C. Yargıtay Hukuk Genel Kurulu Kararı
1. İlk Derece Mahkemesince verilen direnme kararına karşı süresi içinde davalı vekili temyiz isteminde bulunmuştur.
2. Yargıtay Hukuk Genel Kurulunun 15.03.2023 tarihli ve 2022/9-151 Esas, 2023/193 Karar ... kararıyla; bir tür mahalli idare olan ve Devlet tüzel kişiliğini temsil etmeyip ayrı bir tüzel kişiliği bulunan mahalli idarelerden biri olan il özel idareleri tarafından kurulan şirketlerin "sermayesinin yarısından fazlası Devlete ait olan şirket" olarak değerlendirilmesi mümkün olmadığından sermayesinin yarısından fazlası Kütahya İl Özel İdaresine ait olan davalı ... AŞ'nin de Devlete ait şirket olmadığı sonucuna varıldığından İlk Derece Mahkemesi kararının Özel Daire bozma kararında gösterilen nedenlerden dolayı bozulmasına ve dosyanın İlk Derece Mahkemesine gönderilmesine karar verilmiştir.

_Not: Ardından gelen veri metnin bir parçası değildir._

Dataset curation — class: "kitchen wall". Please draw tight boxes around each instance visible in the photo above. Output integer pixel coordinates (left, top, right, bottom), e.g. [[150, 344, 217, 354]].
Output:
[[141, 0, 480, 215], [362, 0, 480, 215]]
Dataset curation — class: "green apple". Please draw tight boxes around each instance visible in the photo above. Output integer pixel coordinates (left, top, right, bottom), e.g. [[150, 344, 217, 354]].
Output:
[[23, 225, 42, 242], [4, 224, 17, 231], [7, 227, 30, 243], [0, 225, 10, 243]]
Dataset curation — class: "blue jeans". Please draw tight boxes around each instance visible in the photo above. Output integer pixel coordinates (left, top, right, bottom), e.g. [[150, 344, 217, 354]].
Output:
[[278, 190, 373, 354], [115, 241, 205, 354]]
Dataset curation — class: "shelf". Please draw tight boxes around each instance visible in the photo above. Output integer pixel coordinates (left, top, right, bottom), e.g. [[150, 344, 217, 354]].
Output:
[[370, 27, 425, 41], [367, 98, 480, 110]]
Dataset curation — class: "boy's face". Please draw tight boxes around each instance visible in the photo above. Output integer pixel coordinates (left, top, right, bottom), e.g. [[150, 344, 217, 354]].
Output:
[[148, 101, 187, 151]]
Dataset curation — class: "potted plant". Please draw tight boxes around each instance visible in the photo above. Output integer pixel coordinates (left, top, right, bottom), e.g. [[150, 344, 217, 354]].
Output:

D. İlk Derece Mahkemesince Yargıtay Hukuk Genel Kurulu Kararı Üzerine Verilen Karar
İlk Derece Mahkemesinin yukarıda tarih ve sayısı belirtilen kararı ile; davalı Şirketin sermayesinin yarısından fazlası Devlete ait şirket niteliğinde olmaması nedeniyle davanın reddine karar verilmiştir.
VI. TEMYİZ
A. Temyiz Yoluna Başvuranlar
İlk Derece Mahkemesinin yukarıda belirtilen kararına karşı süresi içinde davacılar vekili temyiz isteminde bulunmuştur.
B. Temyiz Sebepleri
Davacılar vekili; Devlet kavramının merkezi yönetimle, diger deyişle Devlet tüzel kişiliğiyle sınırlı olarak anlamlandırılmasının hatalı olduğunu; gerek tarihi, gerek zamana göre objektif yorum metodunun bunun aksini gerektirdiğini, kuruluşlarından günümüze kadar geçen bütün süreçte il özel idarelerinin Devlet kapsamında değerlendirildiğini, normun koruma amacına göre Devlet kavramı içinde değerlendirilen il özel idarelerinin paylarının çoğuna sahip olduğu şirketlerin işçilerinin de ilave tediye hakkına sahip olduklarını belirterek İlk Derece Mahkemesi kararının bozulması istemi ile temyiz yoluna başvurmuştur.
C. Gerekçe
1. Uyuşmazlık ve Hukuki Nitelendirme
Dosya içeriğine, Hukuk Genel Kurulu kararı ile bozmanın mahiyeti ve kapsamına göre taraflar arasındaki uyuşmazlık; %64,33 hissesi Kütahya İl Özel İdaresine ait olan davalı Şirketin sermayesinin yarısından fazlası Devlete ait olan Şirket olup olmadığı ve 6772 ... Kanun’un 1 inci maddesi kapsamına girip girmeyeceği; buradan varılacak sonuca göre ilave tediye ödemekle yükümlü olup olmadığı noktasında toplanmaktadır.
2. İlgili Hukuk
6100 ... Hukuk Muhakemeleri Kanunu'nun (6100 ... Kanun) 369 uncu maddesinin birinci fıkrası ile 370 ve 371 inci maddeleri, Anayasa'nın 123, 126 ve 127 nci maddeleri ile 6772 ... Kanun'un 1 vd. maddeleri.
3. Değerlendirme
1. Temyiz olunan nihai kararların bozulması 6100 ... Kanun'un 371 inci maddesinde yer alan sebeplerden birinin varlığı hâlinde mümkündür.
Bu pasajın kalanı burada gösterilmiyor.